The Houthi–Tribal Conflict in Yemen

The Houthi–Tribal Conflict in Yemen

By Maysaa Shuja Al-Deen

While fighting between the Houthis and the Saudi-led coalition has stopped along the western coast of Yemen around the port of Hodeidah since the Stockholm Agreement was signed on December 13, 2018, several other secondary conflicts have flared up, revealing how complicated the internal conflict in Yemen is even aside from its regional dimension. The most prominent battles have been between the Houthis and the tribes of Hajour in the governorate of Hajjah, where fighting broke out in January and continued for two months until the Houthis took control of the region on March 8. Even though the Houthis won the battle, the emergence of a serious threat in their northern heartland raises questions about their ability to assert control.

The battle of Hajour took place near the Houthi stronghold of Saada, and despite Houthi’s superior military might, the Hajour tribes were able to hold their own for two months nonetheless, spurred on by various political, sectarian, and foreign incentives. The Hajour tribe’s home region is of vital strategic importance in light of the war between the Houthis and Saudi Arabia. Hajjah borders Saada governorate (the Houthis’ home base), Amran (the northern gateway to Sanaa), and the Harad district along the border with Saudi Arabia. The Saudis are seeking to create a buffer zone along the border, especially since the army loyal to the recognized government took control of the Ahem triangle in the border district of Harad in November 2018, a significant military breakthrough. This spurred them to assert control over the Hajour tribal region, especially Mount Kushar and al-Abissa, through which runs the only paved road linking Saada (the Houthis’ supply base) and the border area of Harad. The Hajour area also links Saada with the Tahama plains (along the west coast) and with Amran governorate.

Tension between the Houthis and the tribes has been on the rise since Ali Abdullah Saleh was killed on December 3, 2017. The former Yemeni president represented the most powerful tribal wing of the alliance between the Houthis and the tribes. This alliance had been based on short-term overlapping political objectives, such as fighting common enemies and a desire to derail the political process in its interim phase. Regional solidarity also helped unite the two groups, since the Houthis identified as Hashemites (claiming direct descent from the line of the Prophet Muhammad through his daughter Fatima), giving them a religious leadership role and social prestige. Meanwhile, Saleh possessed a broad, trans-sectarian network of tribal alliances, particularly among historically Sunni areas along the coast or highland areas that converted to Sunnism, especially as Salafi ideology expanded in recent decades.

During Saleh’s presidency, the area fell under the military influence of Ali Mohsen al-Ahmar, the commander of the First Armored Division and an ally of the Islah Party, itself associated with the Muslim Brotherhood. Houthis and the tribes had previously fought each other when the Houthis first expanded into neighboring northern governorates after they took control of Saada during the 2011 popular uprising. In January 2012, successful tribal mediation resulted in a deal wherein the Houthis would not intervene in the area in exchange for the tribes remaining within their home regions. This agreement held up until January 2018—both sides accuse the other of violating the agreement, and there are varying accounts of how the latest round of fighting broke out.

The Houthis accuse some tribal elders, especially Sheikh Fahd al-Dahshoush from Saleh’s General People’s Congress (GPC) Party, of having received payments from Saudi Arabia to abrogate their agreement with the Houthis, claiming that this is why they could afford several new, well-equipped security checkpoints.
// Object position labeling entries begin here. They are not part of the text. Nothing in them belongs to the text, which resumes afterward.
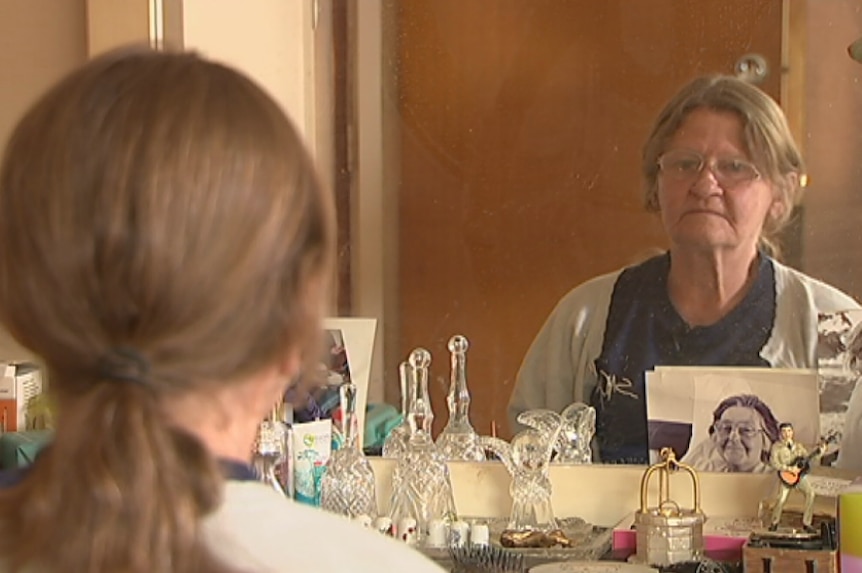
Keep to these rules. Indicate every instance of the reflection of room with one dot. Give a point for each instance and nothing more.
(486, 161)
(514, 182)
(499, 214)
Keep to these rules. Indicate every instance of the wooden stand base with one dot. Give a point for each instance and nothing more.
(786, 560)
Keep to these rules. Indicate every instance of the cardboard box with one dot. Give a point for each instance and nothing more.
(21, 382)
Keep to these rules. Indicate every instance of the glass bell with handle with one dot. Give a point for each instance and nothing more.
(421, 487)
(458, 440)
(348, 486)
(270, 451)
(396, 441)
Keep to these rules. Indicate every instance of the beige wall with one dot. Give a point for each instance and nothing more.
(268, 39)
(42, 40)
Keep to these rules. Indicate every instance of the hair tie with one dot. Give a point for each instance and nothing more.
(123, 364)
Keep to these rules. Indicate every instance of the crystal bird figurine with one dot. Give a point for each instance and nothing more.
(348, 486)
(458, 440)
(527, 459)
(422, 490)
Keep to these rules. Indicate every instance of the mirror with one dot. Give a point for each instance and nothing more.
(505, 141)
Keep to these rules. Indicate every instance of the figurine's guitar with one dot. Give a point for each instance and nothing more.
(803, 463)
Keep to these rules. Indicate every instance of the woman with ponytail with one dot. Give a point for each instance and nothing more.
(166, 251)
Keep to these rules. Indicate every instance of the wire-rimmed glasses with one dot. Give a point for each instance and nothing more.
(725, 429)
(685, 165)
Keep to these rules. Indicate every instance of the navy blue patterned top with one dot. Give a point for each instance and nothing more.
(644, 330)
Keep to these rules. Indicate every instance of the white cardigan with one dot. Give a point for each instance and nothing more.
(559, 367)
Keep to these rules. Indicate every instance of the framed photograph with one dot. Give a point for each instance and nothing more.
(347, 350)
(725, 419)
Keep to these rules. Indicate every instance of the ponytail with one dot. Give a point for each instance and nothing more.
(118, 490)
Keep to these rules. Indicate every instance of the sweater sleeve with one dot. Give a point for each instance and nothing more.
(558, 368)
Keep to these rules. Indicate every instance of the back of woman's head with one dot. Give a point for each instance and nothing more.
(766, 135)
(164, 232)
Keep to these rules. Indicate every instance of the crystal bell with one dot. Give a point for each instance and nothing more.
(421, 488)
(458, 440)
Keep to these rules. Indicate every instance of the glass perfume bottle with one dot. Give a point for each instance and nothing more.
(348, 486)
(458, 440)
(396, 441)
(421, 490)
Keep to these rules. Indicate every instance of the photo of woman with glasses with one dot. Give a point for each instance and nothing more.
(721, 169)
(742, 432)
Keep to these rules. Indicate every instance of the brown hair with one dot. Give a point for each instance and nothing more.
(767, 138)
(160, 207)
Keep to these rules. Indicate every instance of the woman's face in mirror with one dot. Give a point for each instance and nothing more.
(704, 208)
(739, 437)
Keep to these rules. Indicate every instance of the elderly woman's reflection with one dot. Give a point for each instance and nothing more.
(742, 432)
(723, 171)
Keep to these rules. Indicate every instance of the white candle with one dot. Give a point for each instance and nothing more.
(479, 534)
(436, 533)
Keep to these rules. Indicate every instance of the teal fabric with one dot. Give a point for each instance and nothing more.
(19, 449)
(380, 419)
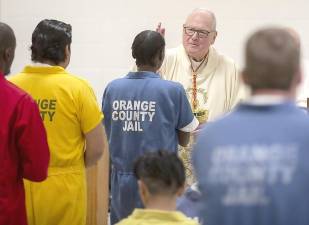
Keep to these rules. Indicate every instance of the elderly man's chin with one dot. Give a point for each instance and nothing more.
(194, 51)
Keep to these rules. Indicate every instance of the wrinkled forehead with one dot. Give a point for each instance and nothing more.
(200, 20)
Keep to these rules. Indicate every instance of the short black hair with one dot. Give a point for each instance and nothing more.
(146, 46)
(7, 37)
(49, 40)
(272, 59)
(161, 171)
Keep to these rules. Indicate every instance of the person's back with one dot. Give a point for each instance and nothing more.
(161, 179)
(251, 165)
(72, 119)
(143, 117)
(142, 113)
(23, 143)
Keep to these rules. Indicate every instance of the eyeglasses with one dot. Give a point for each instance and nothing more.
(200, 33)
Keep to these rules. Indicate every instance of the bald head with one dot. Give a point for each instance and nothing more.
(7, 48)
(206, 16)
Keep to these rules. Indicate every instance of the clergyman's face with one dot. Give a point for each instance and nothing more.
(195, 39)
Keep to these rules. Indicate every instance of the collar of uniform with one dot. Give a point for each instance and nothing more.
(142, 75)
(148, 214)
(44, 69)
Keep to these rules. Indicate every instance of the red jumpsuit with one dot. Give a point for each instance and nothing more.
(24, 150)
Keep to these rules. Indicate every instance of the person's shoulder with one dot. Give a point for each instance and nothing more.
(173, 85)
(15, 90)
(18, 94)
(118, 82)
Meanwhile, the Hajour tribes argue that Houthi fighters crossed over onto their land, and that the Jahaf family (a Hashemite, non-tribal family of Houthi supporters) had begun bringing in heavy weaponry to their village, antagonizing the Hajour tribes.

The initial reasons for this fighting were likely local in nature, such as a dispute between Houthi supporters and their opponents. However, several other factors contributed to the clashes’ duration and expansion, as well as the failure of traditional tribal mediation attempts. These include a built-up desire for vengeance left over from previous fighting, the need to resolve the strategically significant area’s status, and foreign intervention. On February 19, Saudi Arabia made a somewhat belated attempt at intervention, making five airdrops of medical supplies, food, weapons, and money to tribal elders besieged by the Houthis. Although the airdrop, particularly the arms and ammunition, was key in allowing the tribes to hold out longer, it also set off internal squabbling over the distribution of supplies.